Une telle approche est contenue dans les « Mofao », également connues sous le nom de trousses pour la mère et l’enfant, qui sont constituées d’autres fournitures médicales nécessaires pour garder les mères et leurs bébés en bonne santé. Les femmes qui reçoivent cette trousse quittent la clinique avec des instructions claires sur quel médicament prendre et quand, ainsi que sur lesquels donner à leur enfant après la naissance. C’est grâce à la « Mofao » que les mères comme Thato ont pu préserver leur enfant du virus du VIH.

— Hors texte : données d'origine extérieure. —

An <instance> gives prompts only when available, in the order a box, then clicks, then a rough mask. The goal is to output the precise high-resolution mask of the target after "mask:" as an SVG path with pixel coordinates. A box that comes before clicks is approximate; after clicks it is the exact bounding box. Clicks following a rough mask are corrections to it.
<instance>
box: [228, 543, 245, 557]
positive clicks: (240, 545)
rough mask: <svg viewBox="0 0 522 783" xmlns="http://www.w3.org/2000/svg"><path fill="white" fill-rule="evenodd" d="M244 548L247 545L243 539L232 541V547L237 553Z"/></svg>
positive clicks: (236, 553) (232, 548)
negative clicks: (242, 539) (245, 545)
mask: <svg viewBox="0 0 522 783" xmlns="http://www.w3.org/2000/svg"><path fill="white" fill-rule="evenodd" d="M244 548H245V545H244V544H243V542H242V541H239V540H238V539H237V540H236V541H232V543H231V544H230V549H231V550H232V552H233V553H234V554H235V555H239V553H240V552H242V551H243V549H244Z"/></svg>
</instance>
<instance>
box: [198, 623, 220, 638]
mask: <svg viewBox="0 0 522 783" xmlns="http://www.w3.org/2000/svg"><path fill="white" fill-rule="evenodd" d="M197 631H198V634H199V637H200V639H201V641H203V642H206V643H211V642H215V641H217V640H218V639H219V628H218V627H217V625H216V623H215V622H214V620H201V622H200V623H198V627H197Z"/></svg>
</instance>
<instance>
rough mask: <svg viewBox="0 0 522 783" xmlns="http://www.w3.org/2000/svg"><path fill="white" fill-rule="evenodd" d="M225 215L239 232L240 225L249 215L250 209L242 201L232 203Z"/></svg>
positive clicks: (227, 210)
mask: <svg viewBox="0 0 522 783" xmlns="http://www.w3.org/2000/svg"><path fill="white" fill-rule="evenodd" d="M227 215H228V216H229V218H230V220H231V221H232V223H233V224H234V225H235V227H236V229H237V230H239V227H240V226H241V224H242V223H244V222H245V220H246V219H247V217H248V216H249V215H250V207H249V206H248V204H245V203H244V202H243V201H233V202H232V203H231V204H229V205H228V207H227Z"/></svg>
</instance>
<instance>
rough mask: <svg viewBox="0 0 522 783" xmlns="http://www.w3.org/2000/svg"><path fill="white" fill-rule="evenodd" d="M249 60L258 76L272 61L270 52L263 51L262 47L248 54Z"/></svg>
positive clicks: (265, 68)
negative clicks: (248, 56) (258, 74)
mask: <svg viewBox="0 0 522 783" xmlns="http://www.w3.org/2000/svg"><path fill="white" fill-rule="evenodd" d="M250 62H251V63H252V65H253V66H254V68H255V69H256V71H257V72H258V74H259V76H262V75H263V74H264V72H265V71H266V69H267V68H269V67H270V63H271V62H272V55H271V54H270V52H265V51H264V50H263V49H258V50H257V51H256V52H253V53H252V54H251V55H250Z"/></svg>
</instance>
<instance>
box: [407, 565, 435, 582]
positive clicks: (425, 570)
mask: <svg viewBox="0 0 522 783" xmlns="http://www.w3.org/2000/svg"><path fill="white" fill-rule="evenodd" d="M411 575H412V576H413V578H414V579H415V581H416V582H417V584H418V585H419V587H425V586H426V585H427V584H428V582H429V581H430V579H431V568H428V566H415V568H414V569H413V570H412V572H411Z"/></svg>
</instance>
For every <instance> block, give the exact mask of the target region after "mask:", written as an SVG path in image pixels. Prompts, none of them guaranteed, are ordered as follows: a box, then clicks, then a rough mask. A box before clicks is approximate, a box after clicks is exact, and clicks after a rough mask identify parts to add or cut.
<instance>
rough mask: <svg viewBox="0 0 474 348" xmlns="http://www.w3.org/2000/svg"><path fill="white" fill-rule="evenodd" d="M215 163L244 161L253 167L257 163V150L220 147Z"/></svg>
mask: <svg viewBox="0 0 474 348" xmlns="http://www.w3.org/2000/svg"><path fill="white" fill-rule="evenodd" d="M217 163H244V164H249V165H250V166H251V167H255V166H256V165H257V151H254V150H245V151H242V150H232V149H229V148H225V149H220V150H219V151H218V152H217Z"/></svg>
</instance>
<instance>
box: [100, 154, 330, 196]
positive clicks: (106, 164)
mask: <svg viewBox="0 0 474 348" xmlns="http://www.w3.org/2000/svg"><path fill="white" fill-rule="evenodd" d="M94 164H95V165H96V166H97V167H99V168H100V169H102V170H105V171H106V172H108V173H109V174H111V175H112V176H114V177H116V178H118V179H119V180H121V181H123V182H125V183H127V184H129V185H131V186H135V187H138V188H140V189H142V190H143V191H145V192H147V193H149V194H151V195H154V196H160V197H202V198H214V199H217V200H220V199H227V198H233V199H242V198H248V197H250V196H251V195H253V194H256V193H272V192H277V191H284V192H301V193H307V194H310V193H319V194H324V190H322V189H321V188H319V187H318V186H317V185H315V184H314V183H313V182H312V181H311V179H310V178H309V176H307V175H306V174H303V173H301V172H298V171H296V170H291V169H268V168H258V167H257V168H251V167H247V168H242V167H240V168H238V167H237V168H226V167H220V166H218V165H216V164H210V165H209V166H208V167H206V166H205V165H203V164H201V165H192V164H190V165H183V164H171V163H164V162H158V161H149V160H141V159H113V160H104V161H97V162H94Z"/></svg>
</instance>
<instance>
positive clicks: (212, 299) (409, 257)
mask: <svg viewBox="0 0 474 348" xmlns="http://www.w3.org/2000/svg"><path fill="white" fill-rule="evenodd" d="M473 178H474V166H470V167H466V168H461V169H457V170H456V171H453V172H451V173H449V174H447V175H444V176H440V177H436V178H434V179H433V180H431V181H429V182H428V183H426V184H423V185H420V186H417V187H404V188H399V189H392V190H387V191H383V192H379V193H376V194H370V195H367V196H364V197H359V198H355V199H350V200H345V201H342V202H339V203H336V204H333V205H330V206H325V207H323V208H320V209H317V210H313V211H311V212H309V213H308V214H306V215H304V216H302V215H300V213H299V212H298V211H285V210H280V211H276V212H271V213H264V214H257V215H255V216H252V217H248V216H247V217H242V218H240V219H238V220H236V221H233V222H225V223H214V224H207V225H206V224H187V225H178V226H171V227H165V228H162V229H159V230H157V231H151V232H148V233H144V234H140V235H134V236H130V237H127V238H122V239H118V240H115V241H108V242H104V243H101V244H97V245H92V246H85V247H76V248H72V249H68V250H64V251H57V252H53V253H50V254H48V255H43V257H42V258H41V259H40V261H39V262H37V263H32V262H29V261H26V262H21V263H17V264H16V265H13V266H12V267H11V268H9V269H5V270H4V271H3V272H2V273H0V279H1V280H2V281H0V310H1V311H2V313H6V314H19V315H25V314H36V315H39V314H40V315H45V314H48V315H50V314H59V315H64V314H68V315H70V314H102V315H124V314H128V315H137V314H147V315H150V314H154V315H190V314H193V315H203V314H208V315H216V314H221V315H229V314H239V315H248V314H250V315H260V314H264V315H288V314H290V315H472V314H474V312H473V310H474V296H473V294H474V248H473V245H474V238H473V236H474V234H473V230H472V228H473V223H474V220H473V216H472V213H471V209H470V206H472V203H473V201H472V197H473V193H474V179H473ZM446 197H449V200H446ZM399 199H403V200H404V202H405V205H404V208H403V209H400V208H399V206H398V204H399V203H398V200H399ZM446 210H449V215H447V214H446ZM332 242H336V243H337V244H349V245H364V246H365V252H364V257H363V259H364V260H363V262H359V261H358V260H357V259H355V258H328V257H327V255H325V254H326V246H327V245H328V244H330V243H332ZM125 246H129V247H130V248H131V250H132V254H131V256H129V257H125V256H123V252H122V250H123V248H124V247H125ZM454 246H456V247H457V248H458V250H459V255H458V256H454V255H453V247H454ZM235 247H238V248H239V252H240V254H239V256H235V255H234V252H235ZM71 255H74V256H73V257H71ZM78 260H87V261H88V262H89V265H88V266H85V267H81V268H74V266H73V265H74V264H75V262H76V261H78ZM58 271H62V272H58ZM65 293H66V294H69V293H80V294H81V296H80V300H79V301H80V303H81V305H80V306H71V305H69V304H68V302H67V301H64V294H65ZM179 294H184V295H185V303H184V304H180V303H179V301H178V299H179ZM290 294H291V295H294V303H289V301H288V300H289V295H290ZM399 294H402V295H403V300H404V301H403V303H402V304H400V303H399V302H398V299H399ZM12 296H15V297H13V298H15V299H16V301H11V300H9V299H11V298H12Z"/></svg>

 Avec le soutien de l’UNICEF, la trousse a été récemment améliorée afin d’aider toutes les femmes enceintes sans considération de leur statut sérologique. Les traitements sont maintenant contenus dans des boites d’emballage de trois couleurs différentes, et sont distribuées à toutes les femmes enceintes qui viennent en consultation  anténatale dans les cliniques du pays. Les femmes enceintes positives au VIH reçoivent la trousse  qui contient les traitements antirétroviraux, tandis que les femmes enceintes séronégatives reçoivent la trousse contenant des micronutriments et des tablettes de vitamine A. Depuis janvier 2011, environ 40 000 trousses « Mofao » ont été distribuées dans les établissement de santé publique qui fournissent  des services de PTME.

Selon la responsable de la santé de l’UNICEF, Blandinah Motaung, les trousses « Mofao » sont particulièrement essentielles aux femmes qui ont des difficultés pour revenir en consultation anténatale à la clinique. La première visite est la période la plus importante pour des interventions de PTME appropriées. Avec 91,8 pour cent de femmes qui viennent au moins une fois en consultation anténatale, tandis que 71 pour cent viennent au moins quatre fois, la trousse « Mofao » est une stratégie qui met les médicaments de la PTME à la portée d’un plus grand nombre de mères, même à celles qui sont désavantagées par la difficulté du terrain ou qui vivent dans des zones difficiles d’accès », explique Blandinah Motaung.